Folge 83: Das goldene Pflaster
D 1974
R: Wolfgang Becker
Während Kommissar Keller sich in Wien von einer Schußverletzung (die er in Folge 82 erlitt) kurieren lässt, hat zuhause in München sein Team einen Mord an einem illegalen türkischen Gastarbeiter zu tun. Da er kein Geld hatte, um seine Schlepper vorab zu bezahlen, musste er nun in Deutschland Teile seines Verdienstes an die Menschenschmuggler abführen - und genau dies wollte er nun nicht mehr tun, wie die Beamten von Murada, der Tochter des Ermordeten erfahren, die in Ingolstadt als Ingenieurin arbeitet. Ihr kleiner Bruder kann den Geldkassierer der Organisation identifizieren, und über ihn führt die Spur zu dem Geschäftsmann Kolschak, der sich mit dem Geld mit dem Nachtzug auf nach Wien macht.

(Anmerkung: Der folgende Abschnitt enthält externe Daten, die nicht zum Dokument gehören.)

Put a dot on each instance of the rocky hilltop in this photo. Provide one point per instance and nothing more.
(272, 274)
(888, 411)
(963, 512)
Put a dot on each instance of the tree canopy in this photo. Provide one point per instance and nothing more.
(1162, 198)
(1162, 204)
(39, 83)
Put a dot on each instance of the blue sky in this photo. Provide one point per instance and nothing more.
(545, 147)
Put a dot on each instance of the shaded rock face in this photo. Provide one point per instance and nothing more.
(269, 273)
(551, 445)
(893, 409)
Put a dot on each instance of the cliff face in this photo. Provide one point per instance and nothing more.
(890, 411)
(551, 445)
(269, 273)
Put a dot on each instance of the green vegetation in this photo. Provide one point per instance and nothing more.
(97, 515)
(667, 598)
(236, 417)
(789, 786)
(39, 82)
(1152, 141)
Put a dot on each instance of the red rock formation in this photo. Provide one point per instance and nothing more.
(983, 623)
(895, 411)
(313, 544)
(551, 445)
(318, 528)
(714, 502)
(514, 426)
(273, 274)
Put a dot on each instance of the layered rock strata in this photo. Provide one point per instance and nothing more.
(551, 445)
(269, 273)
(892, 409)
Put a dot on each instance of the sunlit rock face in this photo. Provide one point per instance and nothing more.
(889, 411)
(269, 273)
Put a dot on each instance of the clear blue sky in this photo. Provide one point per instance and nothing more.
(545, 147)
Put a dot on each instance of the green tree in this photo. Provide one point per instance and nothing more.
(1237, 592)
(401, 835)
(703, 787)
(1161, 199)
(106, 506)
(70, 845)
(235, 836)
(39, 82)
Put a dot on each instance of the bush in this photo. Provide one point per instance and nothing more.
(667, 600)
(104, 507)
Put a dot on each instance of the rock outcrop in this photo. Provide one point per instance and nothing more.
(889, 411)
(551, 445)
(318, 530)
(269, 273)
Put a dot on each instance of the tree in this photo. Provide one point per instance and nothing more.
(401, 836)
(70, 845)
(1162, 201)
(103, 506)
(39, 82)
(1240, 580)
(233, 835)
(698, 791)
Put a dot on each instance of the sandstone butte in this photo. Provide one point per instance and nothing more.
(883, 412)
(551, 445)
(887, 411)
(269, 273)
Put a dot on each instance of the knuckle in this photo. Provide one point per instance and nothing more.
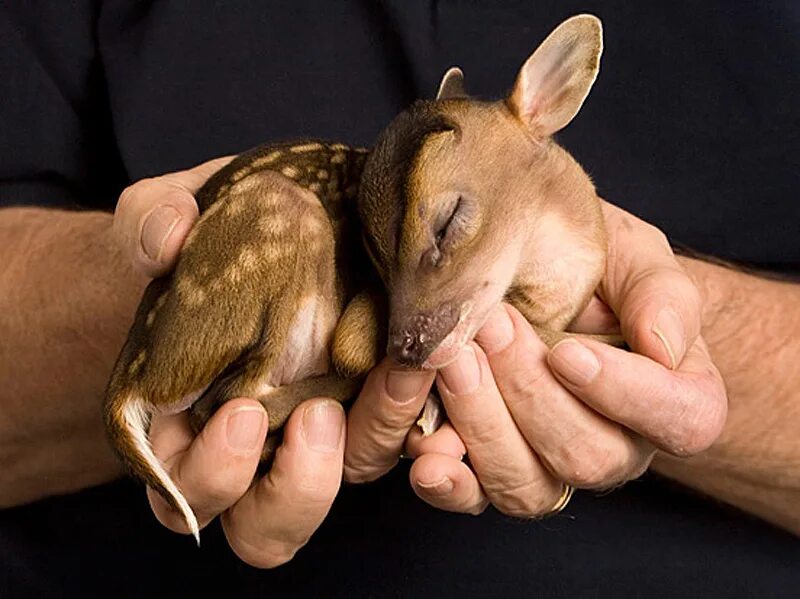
(590, 466)
(313, 491)
(656, 235)
(701, 425)
(522, 386)
(525, 500)
(362, 471)
(269, 555)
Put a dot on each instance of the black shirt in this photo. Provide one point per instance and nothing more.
(693, 124)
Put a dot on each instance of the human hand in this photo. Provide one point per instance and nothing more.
(267, 520)
(584, 413)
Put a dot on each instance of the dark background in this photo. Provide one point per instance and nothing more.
(693, 124)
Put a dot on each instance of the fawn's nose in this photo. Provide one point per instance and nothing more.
(413, 339)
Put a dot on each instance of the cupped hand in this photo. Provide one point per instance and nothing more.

Kurzerhand besteigen Grabert, Heines, Erwin Klein und Murada ebenfalls diesen Zug, Heines gar als Abteilgefährte von Kolschak. Der aber durchschaut ihn und kann mit Hilfe eines halsbrecherischen Wiener Taxifahrers, der schon mal über den Bürgersteig rast ("Sehens eh, die Straßen is blockiert!") und 1000 Schilling Extra-Fahrpreis die österreichische Polizei abhängt. Mit Mord allerdings will Kolschak nichts zu tun haben und erklärt sich bereit, sich mit Kommissar Keller und Oberinspektor Gruber in einem Kaffeehaus zu treffen, wird aber just in dem Moment, als er es betreten will, von einer MG-Salve dahingerafft. Doch es gibt noch eine Spur, die zu einem heruntergekommenen Lokal am alten Hafen führt...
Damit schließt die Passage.